Case study · Motion / Compliance film
Cyber Security don't be patient zero
A cyber-security awareness film for Scotiabank employees, told as an editorial short rather than a slide deck. It follows Carlos, a tech-savvy employee whose single unreported phishing email becomes the breach that makes headlines.
The training everyone tunes out
Cyber-security is the compliance topic employees think they already understand, so the annual reminder washes over them. For a bank the complacency is expensive: one careless click can expose thousands of customer accounts and land the story in the local news.
The film had to cut through that "this doesn't apply to me" reflex and make a room full of confident, capable people pause before their next suspicious email.
Put a face on the threat
Instead of a checklist, the film follows Carlos: tech-savvy, the person friends call for computer help, exactly the sort of employee who assumes hackers happen to other people. We watch one small decision (a suspicious email he never reports) quietly snowball into a company-wide breach.
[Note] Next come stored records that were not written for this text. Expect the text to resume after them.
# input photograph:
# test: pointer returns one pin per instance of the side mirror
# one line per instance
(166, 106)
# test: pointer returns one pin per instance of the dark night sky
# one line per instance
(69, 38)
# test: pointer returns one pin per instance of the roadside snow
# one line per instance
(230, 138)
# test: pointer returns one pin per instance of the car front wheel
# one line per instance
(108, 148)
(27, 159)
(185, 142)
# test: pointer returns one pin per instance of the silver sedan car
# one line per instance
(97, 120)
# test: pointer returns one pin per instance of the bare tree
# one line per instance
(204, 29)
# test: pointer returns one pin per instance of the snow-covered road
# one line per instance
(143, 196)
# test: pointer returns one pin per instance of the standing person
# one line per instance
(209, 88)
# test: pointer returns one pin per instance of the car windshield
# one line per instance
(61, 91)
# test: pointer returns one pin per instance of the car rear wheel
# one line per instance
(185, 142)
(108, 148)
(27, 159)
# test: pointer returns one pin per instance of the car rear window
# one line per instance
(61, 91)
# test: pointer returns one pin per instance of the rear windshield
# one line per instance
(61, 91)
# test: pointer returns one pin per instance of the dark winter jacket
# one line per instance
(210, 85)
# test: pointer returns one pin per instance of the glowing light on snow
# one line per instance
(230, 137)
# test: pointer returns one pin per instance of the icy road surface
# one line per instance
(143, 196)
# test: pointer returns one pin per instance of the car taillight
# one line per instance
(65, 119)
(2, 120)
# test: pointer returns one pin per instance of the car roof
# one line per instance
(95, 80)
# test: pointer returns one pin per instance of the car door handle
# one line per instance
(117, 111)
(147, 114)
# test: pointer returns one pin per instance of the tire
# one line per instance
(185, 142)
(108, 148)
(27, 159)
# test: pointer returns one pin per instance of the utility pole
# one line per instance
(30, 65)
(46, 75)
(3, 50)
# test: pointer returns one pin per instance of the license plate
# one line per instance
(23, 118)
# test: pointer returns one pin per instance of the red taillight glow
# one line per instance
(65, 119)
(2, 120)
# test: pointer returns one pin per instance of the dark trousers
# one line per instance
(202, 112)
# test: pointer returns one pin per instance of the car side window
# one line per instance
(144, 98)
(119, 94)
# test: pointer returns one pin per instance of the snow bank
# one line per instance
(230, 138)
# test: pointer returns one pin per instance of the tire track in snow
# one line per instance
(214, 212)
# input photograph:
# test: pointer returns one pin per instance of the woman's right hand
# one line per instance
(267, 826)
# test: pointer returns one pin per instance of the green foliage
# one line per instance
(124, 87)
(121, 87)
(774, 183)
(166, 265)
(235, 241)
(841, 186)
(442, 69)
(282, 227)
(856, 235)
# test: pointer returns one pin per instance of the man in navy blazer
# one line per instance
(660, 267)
Editorial pacing, typographic motion graphics and a restrained palette keep it feeling like a documentary short, not corporate e-learning. Every beat builds toward the line the whole piece hangs on: don't be patient zero.
A threat with a face
Carlos makes an abstract risk personal. Viewers see themselves in him, which is exactly why the warning lands.
Editorial, not corporate
Motion graphics and documentary pacing lift mandatory training into something people actually watch to the end.
One line that sticks
The whole story resolves on a single, repeatable idea: don't be patient zero. That's what employees carry back to their inbox.